Discussing it with Franz we think that this would give you a real structure factor when the phase factors exp(-iq*R) and the sums alpha->beta and beta->alpha are included... but this won't necessarily work for the radial distribution function...

Right, Boothroyd Chapter 2.4 talks about the pair distribution function and eq 2.43 is the same as the J. Appl. Cryst eq (10)-(11), but again with a complex conjugate on the i term. The $\sin(Qr_{ij}) / Qr_{ij}$ term is real however, which means that if you include both i->j and j->i terms in the sum the imaginary parts cancel and you only have the real parts, effectively $\sum_{ij} \mathcal{R}(b_i)*\mathcal{R}(b_j) \frac{sin(Qr_{ij})}{Qr_{ij}}$ (because rij = rji)

So, I think you should probably use conj(b_i) b_j and complex values for b in all parts of the code and it should give you real outputs... (!)

Franz Lang

I agree. I just need to check now that the various things we calculate all indeed have the same symmetry upon swapping the i,j subscripts. Thank you very much Duc!

Duc Le [actual answer]

Just spotted that you also asked about the averages: The paper also mentions that the $\bar{b}$ is the average over all isotopes and spin states, how do the complex scattering factors get included here?

The $\bar{b}$ values are tabulated as the non-isotope value in Sears' table (reproduced on the NIST site). E.g. for Gd, it is 6.5-13.82i and is just the concentration-weighted average of the scattering lengths of all the isotopes.

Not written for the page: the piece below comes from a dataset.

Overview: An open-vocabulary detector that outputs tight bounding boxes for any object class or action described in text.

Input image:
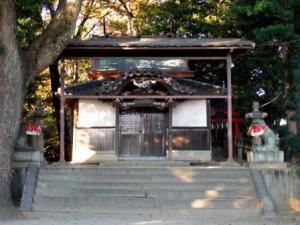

The spin states refers to two possible final spin states of the nucleus after interacting with the neutron which is I+1/2 or I-1/2 where I is the nuclear spin quantum number of the specific isotope. The probabilities of the I+1/2 and I-1/2 states are not equal (50/50) but is determined by p+=(I+1)/(2I+1) and p-=I/(2I+1) as described in Boothroyd chapter 1.8.2 (eq. 1.48). The spin probability weighted scattering lengths for each isotope is what is tabulated by NIST/Sears. The individual b+ and b- values are in the ILL data booklet.